At the end of the day, I stood on the steps with the other kids, waiting for my mother or father to show up. When one of them did, I walked down the steps and got in the car without saying anything to anybody. It was the end of another long, quiet, mostly boring, horrible day.
My parents always said, with big smiles, “How was your day, Claudia?”
“Fine,” I would say in a tone of voice that meant just the opposite. They always ignored my tone of voice. After awhile I just stopped answering and shrugged.

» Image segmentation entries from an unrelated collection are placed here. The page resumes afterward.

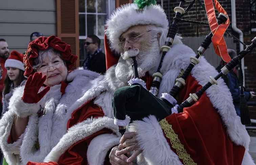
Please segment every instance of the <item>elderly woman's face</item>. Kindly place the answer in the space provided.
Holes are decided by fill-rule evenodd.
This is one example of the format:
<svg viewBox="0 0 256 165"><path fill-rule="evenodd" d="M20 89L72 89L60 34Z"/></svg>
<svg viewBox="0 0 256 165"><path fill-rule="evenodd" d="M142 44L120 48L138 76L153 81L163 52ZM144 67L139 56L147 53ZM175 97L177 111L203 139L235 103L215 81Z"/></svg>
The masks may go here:
<svg viewBox="0 0 256 165"><path fill-rule="evenodd" d="M64 81L67 76L67 69L59 56L52 53L49 53L43 60L43 62L38 72L42 72L46 79L44 83L49 86L59 84Z"/></svg>

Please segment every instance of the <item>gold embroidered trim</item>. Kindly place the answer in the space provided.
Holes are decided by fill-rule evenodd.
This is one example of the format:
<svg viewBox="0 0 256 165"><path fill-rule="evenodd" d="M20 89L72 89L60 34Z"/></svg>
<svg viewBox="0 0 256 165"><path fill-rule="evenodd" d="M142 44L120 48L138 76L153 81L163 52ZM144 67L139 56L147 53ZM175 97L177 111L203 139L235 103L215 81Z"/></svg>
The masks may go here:
<svg viewBox="0 0 256 165"><path fill-rule="evenodd" d="M179 158L182 159L185 165L196 165L197 164L194 162L190 158L190 156L188 154L187 151L184 148L183 145L180 142L178 135L175 133L172 129L172 125L169 124L166 120L164 118L159 121L161 128L164 130L166 137L171 141L172 147L176 149L176 152Z"/></svg>

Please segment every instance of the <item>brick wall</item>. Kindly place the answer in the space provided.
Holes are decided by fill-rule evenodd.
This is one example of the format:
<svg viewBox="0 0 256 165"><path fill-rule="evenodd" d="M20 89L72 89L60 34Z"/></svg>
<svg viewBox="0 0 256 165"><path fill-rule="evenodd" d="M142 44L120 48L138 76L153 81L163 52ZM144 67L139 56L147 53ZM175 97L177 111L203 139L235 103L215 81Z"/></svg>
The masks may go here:
<svg viewBox="0 0 256 165"><path fill-rule="evenodd" d="M158 3L161 4L161 0L157 0ZM188 0L184 7L185 8L192 0ZM203 3L202 1L201 1ZM232 21L230 0L219 0L220 3L226 10L230 20L230 25L228 30L238 37L237 34L234 33L231 28ZM177 0L164 0L163 8L168 18L169 22L172 22L174 16L173 9L179 5L179 1ZM236 0L237 26L244 33L244 42L250 43L251 40L256 36L256 32L251 32L250 15L250 0ZM195 2L193 6L183 18L201 21L207 21L207 17L204 7L201 6L198 0ZM205 36L210 31L208 25L198 25L190 23L181 22L179 25L178 33L185 37L199 36ZM229 36L225 34L225 36ZM235 41L235 42L236 42ZM237 51L239 51L239 45L237 42ZM245 70L246 87L248 91L256 91L256 51L247 55L244 59L245 66L247 69Z"/></svg>

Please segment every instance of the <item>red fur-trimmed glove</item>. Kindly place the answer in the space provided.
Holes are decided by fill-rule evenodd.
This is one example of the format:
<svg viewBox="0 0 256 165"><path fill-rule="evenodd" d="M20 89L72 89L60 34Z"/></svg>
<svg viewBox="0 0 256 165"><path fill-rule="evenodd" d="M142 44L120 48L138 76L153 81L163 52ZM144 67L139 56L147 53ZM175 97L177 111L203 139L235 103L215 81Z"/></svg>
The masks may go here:
<svg viewBox="0 0 256 165"><path fill-rule="evenodd" d="M39 89L46 79L46 76L43 77L42 73L35 73L33 75L30 75L26 82L24 92L21 99L27 103L33 104L38 102L50 90L47 86L40 93Z"/></svg>

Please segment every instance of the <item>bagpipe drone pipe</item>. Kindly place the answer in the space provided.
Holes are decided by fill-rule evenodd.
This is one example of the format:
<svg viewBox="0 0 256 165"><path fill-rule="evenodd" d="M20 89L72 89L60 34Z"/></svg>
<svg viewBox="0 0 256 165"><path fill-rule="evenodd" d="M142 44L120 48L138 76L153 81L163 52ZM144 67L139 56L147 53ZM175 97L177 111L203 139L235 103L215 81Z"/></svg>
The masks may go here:
<svg viewBox="0 0 256 165"><path fill-rule="evenodd" d="M141 120L150 115L154 115L160 121L172 114L172 108L176 104L176 100L170 101L170 99L166 99L164 97L159 98L157 96L162 76L160 72L162 63L164 56L172 44L177 31L177 22L180 20L181 16L185 12L184 9L182 7L184 2L180 1L179 6L175 8L175 16L169 29L166 45L161 48L163 52L162 58L157 71L153 75L154 81L150 91L146 88L145 85L143 83L137 83L139 81L133 81L130 82L130 86L121 87L114 93L112 106L114 111L114 122L119 126L120 131L122 134L125 131L125 126L131 121ZM189 8L189 6L186 10ZM219 25L224 23L227 19L228 17L225 14L221 13L217 18L217 23ZM193 67L199 62L198 58L210 44L212 36L211 32L206 36L197 50L197 55L195 57L191 57L191 63L182 78L176 80L174 86L166 94L171 96L172 98L175 98L179 89L185 86L186 78ZM132 57L132 59L134 78L137 80L140 80L137 73L135 58Z"/></svg>
<svg viewBox="0 0 256 165"><path fill-rule="evenodd" d="M255 37L252 40L252 43L249 45L247 46L246 49L238 53L238 55L233 58L230 61L226 64L221 69L221 72L214 78L212 76L210 77L209 81L198 91L194 93L190 93L189 97L177 107L178 112L182 112L183 111L183 108L190 107L194 103L197 102L200 99L201 96L202 95L208 88L212 85L217 85L217 80L223 75L227 74L230 71L233 69L241 62L242 58L248 53L251 52L256 47L256 37ZM241 115L243 113L241 113ZM244 125L249 123L249 121L244 121L242 120L243 116L241 116L241 122ZM250 120L250 118L247 118Z"/></svg>
<svg viewBox="0 0 256 165"><path fill-rule="evenodd" d="M188 99L178 106L178 112L182 112L183 108L190 107L197 101L204 92L211 85L217 85L217 80L220 77L228 74L255 47L256 37L252 40L251 44L248 46L244 50L239 53L238 55L223 66L221 69L221 72L217 76L214 78L210 76L209 82L200 90L195 93L191 93ZM135 57L133 58L132 59L133 63L136 63ZM136 64L134 66L133 71L137 74ZM145 86L135 83L130 86L122 87L118 89L114 94L112 105L115 123L119 126L120 131L123 134L125 131L125 126L131 121L141 120L150 115L155 116L160 121L172 114L172 109L174 105L165 99L155 97L146 89ZM242 122L244 124L242 121Z"/></svg>

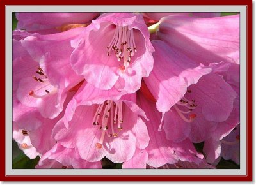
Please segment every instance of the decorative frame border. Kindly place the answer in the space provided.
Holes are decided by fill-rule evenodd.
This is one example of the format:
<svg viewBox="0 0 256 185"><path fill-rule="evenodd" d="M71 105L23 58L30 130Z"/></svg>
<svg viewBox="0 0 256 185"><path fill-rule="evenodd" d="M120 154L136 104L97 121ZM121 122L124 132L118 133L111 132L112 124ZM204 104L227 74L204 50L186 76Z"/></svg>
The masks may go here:
<svg viewBox="0 0 256 185"><path fill-rule="evenodd" d="M101 2L100 2L101 1ZM164 2L165 1L165 2ZM68 1L56 2L56 1L53 1L51 0L45 0L42 1L28 0L26 2L22 2L17 0L6 0L1 1L0 2L0 13L1 19L3 25L4 24L4 29L0 30L1 34L0 34L2 38L2 41L5 40L5 43L3 41L1 43L2 49L1 50L1 56L3 58L5 56L4 61L5 63L2 63L2 68L0 68L1 73L0 75L3 76L1 78L2 81L2 84L6 84L6 6L12 5L95 5L93 4L93 2L86 2L84 3L83 0L74 0L72 1L72 4ZM98 1L99 4L100 5L116 5L114 4L114 2L104 2L103 1ZM107 4L108 3L110 4ZM193 176L193 175L154 175L154 176L132 176L132 175L108 175L108 176L79 176L79 175L68 175L68 176L46 176L46 175L40 175L40 176L18 176L18 175L6 175L6 165L1 165L0 167L0 179L4 181L252 181L252 1L246 0L243 2L230 2L228 1L202 1L196 0L191 2L190 1L183 1L181 3L172 2L170 4L170 2L167 1L161 0L161 1L157 1L157 2L150 3L149 2L143 2L143 1L133 1L129 2L129 4L125 4L127 2L119 2L119 5L140 5L140 6L146 6L147 5L189 5L189 6L200 6L200 5L215 5L215 6L237 6L237 5L244 5L246 6L247 8L247 22L246 22L246 38L247 38L247 52L246 52L246 58L247 58L247 68L246 68L246 96L247 96L247 112L246 112L246 124L247 124L247 131L246 131L246 141L247 141L247 152L246 152L246 175L239 175L239 176L217 176L217 175L211 175L211 176ZM4 48L4 49L3 49ZM5 89L6 90L6 89ZM1 91L1 93L4 93L4 91ZM4 94L3 94L4 95ZM6 96L6 91L4 91L4 96ZM6 100L6 99L5 99ZM5 118L4 122L6 122L6 105L8 103L6 100L5 100L4 111L1 112L1 117ZM2 108L3 106L2 105ZM2 142L2 146L4 146L4 149L6 147L6 126L2 124L1 126L2 131L2 134L0 135L0 140ZM1 160L2 164L6 163L6 150L5 152L1 152ZM28 178L29 177L29 178ZM97 178L99 177L104 177L104 178ZM115 177L115 178L114 178Z"/></svg>

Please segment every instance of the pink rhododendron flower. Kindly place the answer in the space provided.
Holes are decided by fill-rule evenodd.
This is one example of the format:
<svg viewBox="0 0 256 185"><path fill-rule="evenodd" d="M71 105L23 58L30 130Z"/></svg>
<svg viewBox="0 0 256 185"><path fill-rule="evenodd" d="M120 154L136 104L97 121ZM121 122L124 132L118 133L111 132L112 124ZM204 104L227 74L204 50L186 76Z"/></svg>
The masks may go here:
<svg viewBox="0 0 256 185"><path fill-rule="evenodd" d="M229 64L198 66L161 41L152 43L154 68L144 80L157 100L157 110L163 115L168 112L163 117L166 137L178 142L189 137L194 142L202 142L210 137L207 131L213 131L233 110L236 93L215 74L227 70Z"/></svg>
<svg viewBox="0 0 256 185"><path fill-rule="evenodd" d="M100 162L89 163L81 159L74 149L59 144L45 153L36 168L102 168Z"/></svg>
<svg viewBox="0 0 256 185"><path fill-rule="evenodd" d="M153 68L149 37L141 15L104 13L81 34L71 64L97 88L134 93Z"/></svg>
<svg viewBox="0 0 256 185"><path fill-rule="evenodd" d="M85 26L99 13L17 13L17 28L30 33L52 34L64 29Z"/></svg>
<svg viewBox="0 0 256 185"><path fill-rule="evenodd" d="M164 17L157 35L158 39L204 64L237 63L239 58L239 15L205 18Z"/></svg>
<svg viewBox="0 0 256 185"><path fill-rule="evenodd" d="M143 17L146 17L149 20L152 20L154 22L158 22L162 17L166 17L168 15L186 15L190 17L220 17L220 13L167 13L167 12L150 12L150 13L143 13Z"/></svg>
<svg viewBox="0 0 256 185"><path fill-rule="evenodd" d="M75 148L82 159L90 162L106 156L122 163L133 156L136 145L145 148L149 137L138 115L147 118L136 104L136 94L119 99L117 93L84 83L67 108L68 117L61 119L54 128L55 139L66 147Z"/></svg>
<svg viewBox="0 0 256 185"><path fill-rule="evenodd" d="M196 164L202 162L203 155L196 152L188 138L175 143L166 138L164 131L157 131L161 115L152 102L145 99L140 93L138 100L138 104L148 115L149 121L145 121L145 122L150 140L148 146L145 149L136 149L132 158L124 163L123 168L145 168L147 164L159 168L166 163L176 163L179 160Z"/></svg>
<svg viewBox="0 0 256 185"><path fill-rule="evenodd" d="M239 15L99 15L17 14L13 138L36 168L239 164Z"/></svg>
<svg viewBox="0 0 256 185"><path fill-rule="evenodd" d="M44 117L58 116L67 92L83 80L69 63L73 48L68 43L81 31L77 28L45 36L13 33L16 37L23 38L13 41L14 49L19 51L13 65L17 73L13 85L17 87L17 99L24 105L36 107Z"/></svg>

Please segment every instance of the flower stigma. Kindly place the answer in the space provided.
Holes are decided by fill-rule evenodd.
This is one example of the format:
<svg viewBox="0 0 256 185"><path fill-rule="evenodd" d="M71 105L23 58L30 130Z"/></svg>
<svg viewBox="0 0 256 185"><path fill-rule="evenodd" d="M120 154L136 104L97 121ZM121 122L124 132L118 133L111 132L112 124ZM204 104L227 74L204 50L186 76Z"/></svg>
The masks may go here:
<svg viewBox="0 0 256 185"><path fill-rule="evenodd" d="M129 66L134 52L137 52L133 29L129 30L127 26L116 26L114 36L107 47L107 55L111 55L112 52L115 52L118 62L124 59L120 70L124 71Z"/></svg>
<svg viewBox="0 0 256 185"><path fill-rule="evenodd" d="M96 143L98 149L102 147L104 138L107 135L109 137L116 137L117 130L122 130L123 123L123 102L114 102L106 100L99 105L93 119L93 125L98 126L102 130L100 141ZM100 122L101 124L100 124Z"/></svg>

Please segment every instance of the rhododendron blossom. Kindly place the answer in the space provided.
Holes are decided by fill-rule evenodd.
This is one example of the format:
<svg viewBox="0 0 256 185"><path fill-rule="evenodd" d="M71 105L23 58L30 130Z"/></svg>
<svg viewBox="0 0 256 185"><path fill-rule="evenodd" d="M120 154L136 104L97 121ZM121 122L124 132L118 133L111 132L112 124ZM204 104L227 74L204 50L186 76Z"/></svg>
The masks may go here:
<svg viewBox="0 0 256 185"><path fill-rule="evenodd" d="M239 166L239 15L16 17L13 138L36 168Z"/></svg>

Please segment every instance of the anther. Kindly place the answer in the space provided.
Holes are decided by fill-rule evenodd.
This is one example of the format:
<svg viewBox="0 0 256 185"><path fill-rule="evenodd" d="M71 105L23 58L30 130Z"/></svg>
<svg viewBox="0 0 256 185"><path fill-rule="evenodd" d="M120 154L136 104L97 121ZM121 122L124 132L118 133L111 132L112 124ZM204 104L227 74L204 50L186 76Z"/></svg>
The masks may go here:
<svg viewBox="0 0 256 185"><path fill-rule="evenodd" d="M28 94L29 94L29 96L32 96L34 94L34 91L30 91L29 93L28 93Z"/></svg>
<svg viewBox="0 0 256 185"><path fill-rule="evenodd" d="M36 81L38 81L38 79L36 77L33 77L33 78L34 78L35 80Z"/></svg>
<svg viewBox="0 0 256 185"><path fill-rule="evenodd" d="M22 130L21 131L21 133L23 134L24 135L28 135L28 131Z"/></svg>
<svg viewBox="0 0 256 185"><path fill-rule="evenodd" d="M97 143L95 144L96 147L97 147L98 149L101 149L102 147L102 144L100 144L100 143Z"/></svg>
<svg viewBox="0 0 256 185"><path fill-rule="evenodd" d="M27 144L26 143L23 143L23 144L22 144L20 145L20 147L21 147L22 149L29 149L29 148L31 147L30 146L28 146L28 144Z"/></svg>
<svg viewBox="0 0 256 185"><path fill-rule="evenodd" d="M44 71L43 70L42 70L40 67L38 67L38 70L39 70L39 71L40 71L41 72Z"/></svg>
<svg viewBox="0 0 256 185"><path fill-rule="evenodd" d="M113 134L113 136L114 137L116 137L118 135L118 134L117 133L115 133Z"/></svg>
<svg viewBox="0 0 256 185"><path fill-rule="evenodd" d="M196 114L191 114L189 115L189 117L190 117L191 118L195 118L195 117L196 117Z"/></svg>

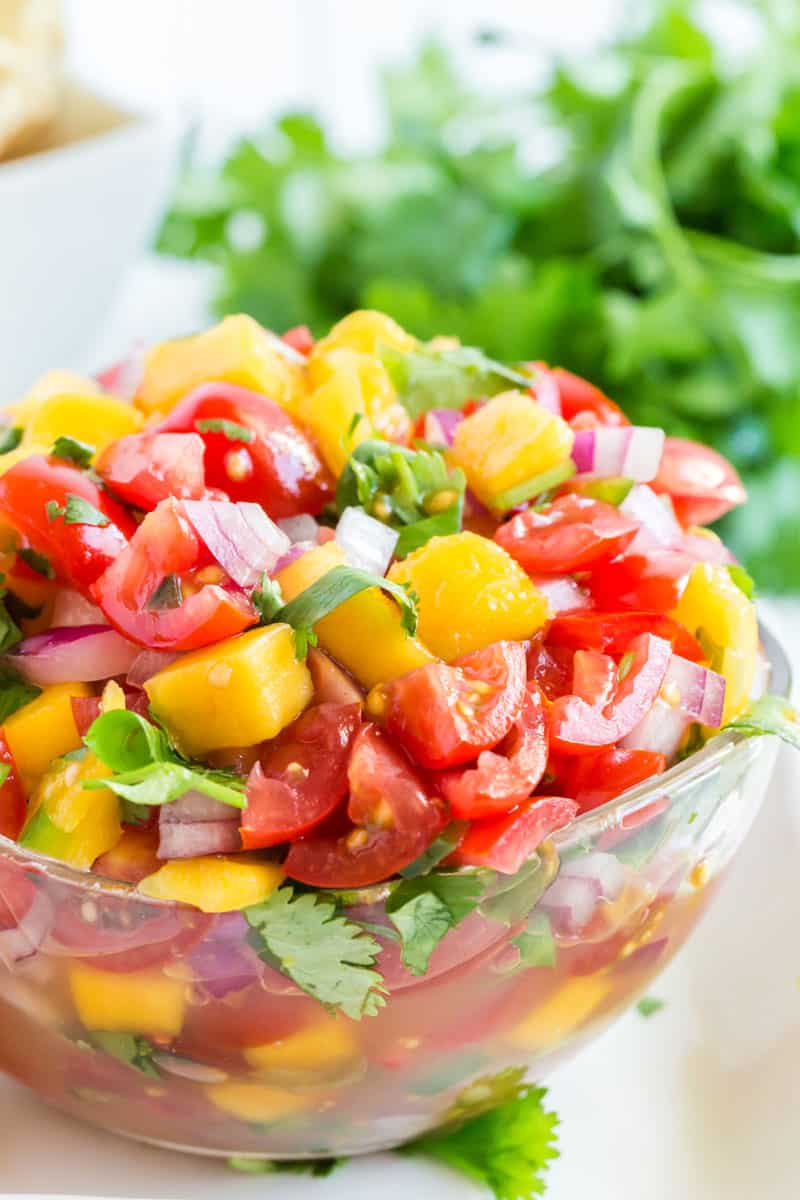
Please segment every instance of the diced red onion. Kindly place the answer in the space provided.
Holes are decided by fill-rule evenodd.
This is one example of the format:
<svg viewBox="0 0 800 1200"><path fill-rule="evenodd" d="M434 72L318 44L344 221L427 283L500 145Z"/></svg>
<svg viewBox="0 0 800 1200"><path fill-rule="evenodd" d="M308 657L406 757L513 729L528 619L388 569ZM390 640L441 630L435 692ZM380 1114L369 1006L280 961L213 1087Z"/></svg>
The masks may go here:
<svg viewBox="0 0 800 1200"><path fill-rule="evenodd" d="M184 500L194 532L217 563L241 588L254 588L289 548L289 538L270 521L260 504L228 500Z"/></svg>
<svg viewBox="0 0 800 1200"><path fill-rule="evenodd" d="M646 484L658 474L666 434L648 425L600 425L578 430L572 460L578 470L599 475L624 475Z"/></svg>
<svg viewBox="0 0 800 1200"><path fill-rule="evenodd" d="M172 650L142 650L131 664L126 677L127 683L132 688L142 688L148 679L180 658L180 654L174 654Z"/></svg>
<svg viewBox="0 0 800 1200"><path fill-rule="evenodd" d="M633 486L620 504L619 511L638 521L662 546L673 548L680 546L684 540L684 530L672 509L646 484ZM634 545L633 542L632 546Z"/></svg>
<svg viewBox="0 0 800 1200"><path fill-rule="evenodd" d="M12 967L36 954L53 924L53 905L37 888L24 917L13 929L0 929L0 962Z"/></svg>
<svg viewBox="0 0 800 1200"><path fill-rule="evenodd" d="M399 534L359 508L345 509L336 527L336 540L350 566L385 575Z"/></svg>
<svg viewBox="0 0 800 1200"><path fill-rule="evenodd" d="M456 430L464 420L455 408L433 408L425 414L423 437L431 445L451 446Z"/></svg>
<svg viewBox="0 0 800 1200"><path fill-rule="evenodd" d="M50 624L54 629L66 625L108 625L104 614L97 607L71 588L60 588L53 605Z"/></svg>
<svg viewBox="0 0 800 1200"><path fill-rule="evenodd" d="M278 529L287 535L294 545L297 541L317 541L319 526L308 512L300 512L296 517L283 517L277 522Z"/></svg>
<svg viewBox="0 0 800 1200"><path fill-rule="evenodd" d="M38 688L126 674L140 647L108 625L68 625L26 637L10 661Z"/></svg>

It didn’t help that I hardly ever got to see Kristy and Mary Anne anymore. Not only did I not talk to anyone at my dumb new school, but because the dumb new school was in Stamford, I was always late getting home. Usually Kristy and Mary Anne had already walked home from school (together) and had started their homework or were doing something else (together) by the time I returned home. At first, if they were hanging out, I would join them. But after awhile I realized that I was always the one going over to Kristy’s house (and, less often, to Mary Anne’s, because she had all these weird baby-sitters her father kept hiring to stay after school with her until he got home). They never came over to my house.